Products at the other end of the spectrum include iRobot's Roomba (Fig. 3). This little robot shows how judicious choices in the approach to a problem can greatly simplify the solution. Roomba contains only a single 8-bit microcontroller running a behavior-based program. The interface features only three buttons. It can clean most rooms' low-pile carpet or hard floors using a semirandom movement. The trick is not to get stuck, which is where a series of simple sensors comes into play.

Joseph Jones, Roomba's designer, explains that cost, safety, and durability were key design issues. Features were discarded if they were too complex or expensive. For example, a competitor has a robot vacuum system that can detect an object before coming in contact with it. A typical demonstration has the robot stop before it knocks over a wine glass. The Roomba uses bump sensors and would know the glass is knocked over. On the other hand, how many people keep fragile objects on the floor?

He recommends keeping it simple. Don't design a robot because it is "cool." Design it to solve the required problem.

SOFTWARE FRAMEWORKS When looking for robot software, understand that there's no such thing as a standard now. Individual platforms like the Sony Aibo and Dr. Robot's HR6 Humanoid Robots have their own software framework that won't be found elsewhere on the planet (Fig. 4).

On the other hand, today's emphasis on diversity has led to many different design approaches. Haipeng Xie of Dr. Robot explained how the HR6 distributes work between the robot and a PC via a wireless link. Processors in the robot handle resident behaviors for movement and software running on the PC handles higher-level functions.

This approach reduces the computing power on the robot, diminishing power consumption. Boosting the performance of the PC allows more complex audio and visual analysis from the robot's sensors while eliminating the storage bottleneck that exists in most standalone robots. Wireless links also make it significantly easier to debug untethered robots.

Evolution Robotics is working toward a standard robotic platform. Its Evolution Robotics Software Platform (ERSP) targets autonomous robot navigation and vision. Jack Weissberg, director of Embedded Systems at the company, explains that ERSP uses standard sensors like USB cameras for input and, with its "secret sauce," delivers localized positional information to an application that controls the rest of the robot. ERSP uses automatic landmark recognition to perform its magic. One platform that Evolution's software runs on is the Evolution Scorpion (Fig. 5).

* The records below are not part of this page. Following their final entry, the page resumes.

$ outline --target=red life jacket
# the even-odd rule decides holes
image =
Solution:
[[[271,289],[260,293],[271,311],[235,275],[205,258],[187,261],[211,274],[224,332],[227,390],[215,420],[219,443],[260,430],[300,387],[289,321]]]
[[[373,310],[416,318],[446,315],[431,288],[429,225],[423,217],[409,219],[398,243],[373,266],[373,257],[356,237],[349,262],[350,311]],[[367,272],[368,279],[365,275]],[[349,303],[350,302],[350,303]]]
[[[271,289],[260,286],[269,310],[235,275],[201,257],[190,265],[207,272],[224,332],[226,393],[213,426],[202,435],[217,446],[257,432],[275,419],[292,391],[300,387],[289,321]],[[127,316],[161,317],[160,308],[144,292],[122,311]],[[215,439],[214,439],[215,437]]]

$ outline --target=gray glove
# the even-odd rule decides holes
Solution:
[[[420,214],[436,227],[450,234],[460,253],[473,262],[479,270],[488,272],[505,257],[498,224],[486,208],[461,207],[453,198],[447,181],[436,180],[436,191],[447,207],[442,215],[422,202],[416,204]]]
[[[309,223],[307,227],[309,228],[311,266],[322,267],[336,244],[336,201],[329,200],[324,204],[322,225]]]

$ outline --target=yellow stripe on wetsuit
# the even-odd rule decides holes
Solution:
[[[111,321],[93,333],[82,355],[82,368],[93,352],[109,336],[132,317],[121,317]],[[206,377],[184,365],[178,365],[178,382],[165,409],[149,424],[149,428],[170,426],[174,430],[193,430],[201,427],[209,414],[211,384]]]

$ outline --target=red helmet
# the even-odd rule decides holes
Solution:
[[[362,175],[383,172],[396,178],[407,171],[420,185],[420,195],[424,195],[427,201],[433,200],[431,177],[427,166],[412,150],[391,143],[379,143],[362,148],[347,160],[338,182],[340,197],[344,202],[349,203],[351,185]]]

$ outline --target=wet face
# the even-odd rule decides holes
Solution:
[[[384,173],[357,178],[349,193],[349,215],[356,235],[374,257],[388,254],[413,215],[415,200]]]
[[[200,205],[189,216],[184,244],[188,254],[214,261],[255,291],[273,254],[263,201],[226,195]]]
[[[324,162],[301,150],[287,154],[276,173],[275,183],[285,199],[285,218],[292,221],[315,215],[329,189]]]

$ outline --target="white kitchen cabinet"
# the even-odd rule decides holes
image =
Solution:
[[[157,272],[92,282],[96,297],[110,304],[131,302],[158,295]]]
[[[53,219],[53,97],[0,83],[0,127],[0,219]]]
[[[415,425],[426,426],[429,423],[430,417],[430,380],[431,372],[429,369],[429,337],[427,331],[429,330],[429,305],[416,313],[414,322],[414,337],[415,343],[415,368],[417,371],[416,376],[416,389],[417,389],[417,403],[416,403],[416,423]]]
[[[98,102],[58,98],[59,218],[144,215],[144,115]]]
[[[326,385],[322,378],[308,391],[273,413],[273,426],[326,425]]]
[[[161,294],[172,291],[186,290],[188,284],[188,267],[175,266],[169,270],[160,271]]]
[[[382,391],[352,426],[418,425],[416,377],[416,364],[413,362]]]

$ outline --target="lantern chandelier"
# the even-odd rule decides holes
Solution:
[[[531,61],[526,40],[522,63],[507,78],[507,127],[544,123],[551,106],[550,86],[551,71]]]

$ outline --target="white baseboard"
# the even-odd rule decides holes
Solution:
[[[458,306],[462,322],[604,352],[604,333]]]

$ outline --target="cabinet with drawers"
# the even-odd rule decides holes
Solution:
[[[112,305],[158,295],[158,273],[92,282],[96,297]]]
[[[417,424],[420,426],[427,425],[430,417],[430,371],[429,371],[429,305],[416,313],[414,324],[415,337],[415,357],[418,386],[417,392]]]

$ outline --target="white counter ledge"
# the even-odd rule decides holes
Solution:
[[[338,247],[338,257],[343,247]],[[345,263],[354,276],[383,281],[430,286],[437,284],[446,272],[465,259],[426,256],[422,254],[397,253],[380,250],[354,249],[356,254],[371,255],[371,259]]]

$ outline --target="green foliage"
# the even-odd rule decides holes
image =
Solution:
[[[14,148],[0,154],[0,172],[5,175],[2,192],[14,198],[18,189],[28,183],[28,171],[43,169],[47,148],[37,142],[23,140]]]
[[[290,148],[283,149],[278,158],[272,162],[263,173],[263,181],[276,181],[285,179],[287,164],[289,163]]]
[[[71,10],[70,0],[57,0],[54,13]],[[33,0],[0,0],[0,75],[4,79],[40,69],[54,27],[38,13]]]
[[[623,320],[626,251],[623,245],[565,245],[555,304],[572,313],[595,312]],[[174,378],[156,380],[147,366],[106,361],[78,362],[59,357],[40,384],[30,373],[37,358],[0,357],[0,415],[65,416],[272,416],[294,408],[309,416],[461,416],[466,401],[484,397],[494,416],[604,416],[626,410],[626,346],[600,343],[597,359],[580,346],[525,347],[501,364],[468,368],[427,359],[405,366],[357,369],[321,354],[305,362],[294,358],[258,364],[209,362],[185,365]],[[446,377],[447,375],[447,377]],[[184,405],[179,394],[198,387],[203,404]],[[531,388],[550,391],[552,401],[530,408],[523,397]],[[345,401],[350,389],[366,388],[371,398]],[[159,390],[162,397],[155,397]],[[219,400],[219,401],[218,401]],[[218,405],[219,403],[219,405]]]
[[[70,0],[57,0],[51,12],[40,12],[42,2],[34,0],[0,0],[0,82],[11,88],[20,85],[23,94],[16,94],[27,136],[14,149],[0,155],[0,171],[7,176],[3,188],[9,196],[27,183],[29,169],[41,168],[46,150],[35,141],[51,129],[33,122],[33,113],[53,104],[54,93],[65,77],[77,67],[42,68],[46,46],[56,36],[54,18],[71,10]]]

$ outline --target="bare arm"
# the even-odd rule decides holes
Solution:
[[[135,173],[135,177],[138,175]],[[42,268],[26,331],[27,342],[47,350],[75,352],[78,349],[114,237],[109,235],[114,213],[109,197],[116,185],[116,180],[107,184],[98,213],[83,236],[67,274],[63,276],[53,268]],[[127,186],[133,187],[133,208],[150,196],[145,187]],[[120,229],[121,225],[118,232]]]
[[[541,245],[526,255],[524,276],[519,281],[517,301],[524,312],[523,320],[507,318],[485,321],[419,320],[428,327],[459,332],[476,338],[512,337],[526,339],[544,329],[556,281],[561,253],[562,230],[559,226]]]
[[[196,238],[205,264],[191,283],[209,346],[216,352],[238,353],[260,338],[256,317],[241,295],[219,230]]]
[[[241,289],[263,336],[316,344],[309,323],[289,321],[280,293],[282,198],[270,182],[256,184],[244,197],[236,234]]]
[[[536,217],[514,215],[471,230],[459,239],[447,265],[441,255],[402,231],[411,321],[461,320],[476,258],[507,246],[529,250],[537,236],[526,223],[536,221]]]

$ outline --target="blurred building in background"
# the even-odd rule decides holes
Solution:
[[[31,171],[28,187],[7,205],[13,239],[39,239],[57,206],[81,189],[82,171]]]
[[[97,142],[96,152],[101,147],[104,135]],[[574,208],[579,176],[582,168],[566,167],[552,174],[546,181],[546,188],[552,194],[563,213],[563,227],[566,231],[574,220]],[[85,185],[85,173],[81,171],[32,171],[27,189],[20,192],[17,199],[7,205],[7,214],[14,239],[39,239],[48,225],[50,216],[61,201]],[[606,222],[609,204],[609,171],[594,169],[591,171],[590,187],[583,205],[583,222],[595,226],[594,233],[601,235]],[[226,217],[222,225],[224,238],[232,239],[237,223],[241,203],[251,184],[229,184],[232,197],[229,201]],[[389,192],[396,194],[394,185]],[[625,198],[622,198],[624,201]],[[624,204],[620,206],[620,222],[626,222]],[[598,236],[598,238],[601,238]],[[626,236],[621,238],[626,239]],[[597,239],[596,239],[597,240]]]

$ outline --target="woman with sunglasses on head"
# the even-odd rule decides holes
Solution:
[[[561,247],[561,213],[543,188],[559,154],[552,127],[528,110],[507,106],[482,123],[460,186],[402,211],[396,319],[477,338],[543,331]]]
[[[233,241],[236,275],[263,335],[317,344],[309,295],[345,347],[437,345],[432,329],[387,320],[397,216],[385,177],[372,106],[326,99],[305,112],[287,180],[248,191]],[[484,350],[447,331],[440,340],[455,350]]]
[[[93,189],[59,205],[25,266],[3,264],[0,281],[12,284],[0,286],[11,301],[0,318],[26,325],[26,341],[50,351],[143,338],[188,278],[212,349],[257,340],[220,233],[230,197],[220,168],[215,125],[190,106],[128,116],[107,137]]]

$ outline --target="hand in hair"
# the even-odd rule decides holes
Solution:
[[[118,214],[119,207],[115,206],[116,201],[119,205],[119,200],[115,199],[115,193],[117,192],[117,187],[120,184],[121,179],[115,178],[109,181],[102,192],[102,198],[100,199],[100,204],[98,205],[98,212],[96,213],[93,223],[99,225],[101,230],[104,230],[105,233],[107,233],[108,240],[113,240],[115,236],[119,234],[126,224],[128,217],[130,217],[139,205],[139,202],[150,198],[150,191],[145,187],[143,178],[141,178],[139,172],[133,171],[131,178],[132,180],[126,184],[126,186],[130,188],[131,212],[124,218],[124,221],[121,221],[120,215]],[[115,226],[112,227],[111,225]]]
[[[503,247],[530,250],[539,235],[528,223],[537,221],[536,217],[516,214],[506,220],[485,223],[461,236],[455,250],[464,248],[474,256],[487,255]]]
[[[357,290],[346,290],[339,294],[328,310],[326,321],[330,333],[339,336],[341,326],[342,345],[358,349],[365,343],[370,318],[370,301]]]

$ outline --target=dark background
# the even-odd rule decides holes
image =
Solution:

Evolution's solution represents both the solution and the problem with robotic software today. ERSP provides a robust, comparatively low-cost approach that works on a wide range of platforms. It can handle multiple sensors and cameras with a device-driver-style, XML configuration interface. On the other hand, its behavior-based system is tightly coupled to the rest of the system. It features a multilevel system with a high-level, task-oriented, goal-seeking system needed by most sophisticated robotic applications.

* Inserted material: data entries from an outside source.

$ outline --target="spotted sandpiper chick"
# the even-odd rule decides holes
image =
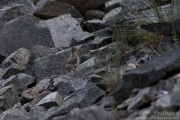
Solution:
[[[79,65],[79,56],[78,49],[76,47],[72,47],[71,55],[69,56],[66,62],[66,68],[73,72],[72,76],[76,75],[76,67]]]

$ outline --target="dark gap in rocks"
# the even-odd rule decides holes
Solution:
[[[5,56],[0,55],[0,64],[2,64],[2,62],[3,62],[5,59],[6,59]]]
[[[69,92],[69,95],[72,94],[72,93],[74,93],[74,91],[70,91],[70,92]]]
[[[27,87],[28,87],[28,88],[32,88],[32,87],[34,87],[34,86],[36,86],[36,82],[33,82],[32,84],[28,85]]]
[[[178,64],[178,63],[176,63],[176,64]],[[176,64],[174,66],[176,66]],[[178,74],[179,72],[180,72],[180,68],[176,69],[176,70],[172,70],[172,71],[166,73],[166,75],[162,79],[168,79],[168,78],[172,77],[173,75]]]
[[[29,106],[26,106],[24,109],[26,110],[26,112],[30,112],[30,107]]]
[[[104,91],[107,90],[107,84],[105,84],[105,83],[97,83],[95,85]]]
[[[20,97],[20,98],[21,98],[21,94],[18,94],[18,97]]]
[[[139,107],[138,109],[141,110],[141,109],[144,109],[144,108],[148,108],[151,106],[151,102],[148,102],[146,104],[144,104],[143,106]]]
[[[99,97],[96,101],[94,101],[93,104],[95,104],[95,103],[99,104],[103,97],[104,97],[104,95]]]
[[[172,0],[155,0],[154,2],[158,5],[158,6],[163,6],[163,5],[167,5],[170,4]]]

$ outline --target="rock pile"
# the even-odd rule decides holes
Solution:
[[[179,120],[180,2],[155,2],[166,21],[149,0],[1,0],[0,120]],[[161,44],[121,54],[116,25],[140,20]]]

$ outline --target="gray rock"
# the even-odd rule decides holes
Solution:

This means that all or a major part of a robotic solution will come from one company or be developed in-house. So it's not surprising that most robot companies consider consulting a major portion of their work.

HARDWARE IS HARD WORK As Scotty of Star Trek once said, "Damage control is easy. Reading Klingon—that's hard." For robots, reading Klingon is more of a software and sensor issue. Motors and movements are actually easy.

Control of actuators and motors is well understood. DSPs offer improved power consumption and system control and enable the use of less expensive motors for many robot applications. With additional improvements in this area, robot designers won't be changing the approach to problems, only the magnitude.

Currently, articulated robots can jump and run. This is courtesy of robotics research in this field, as well as the improvements made in motor control.

The next step involves work with shape memory alloys (SMAs), which has moved from research into practice. SMA wires are often called muscle wires. These nickel-titanium alloy wires (commercially known as "Nitinol") contract and expand when current is applied and removed. Actuators using SMAs are finding their way into semi-robotic applications like prosthetics, too.

LEARNING ABOUT ROBOTS Interest in robotics remains high in the commercial as well as educational areas. Yet courses on robotics haven't been as numerous as C++ or SQL classes. Nonetheless, every major engineering university offers courses and ongoing research.

Robotics work isn't restricted to higher academia. Competitions like FIRST (For Inspiration and Recognition of Science and Technology) bring robot research and competition to high schools (Fig. 6). The FIRST Lego Mindstorm competition targets even younger technologists.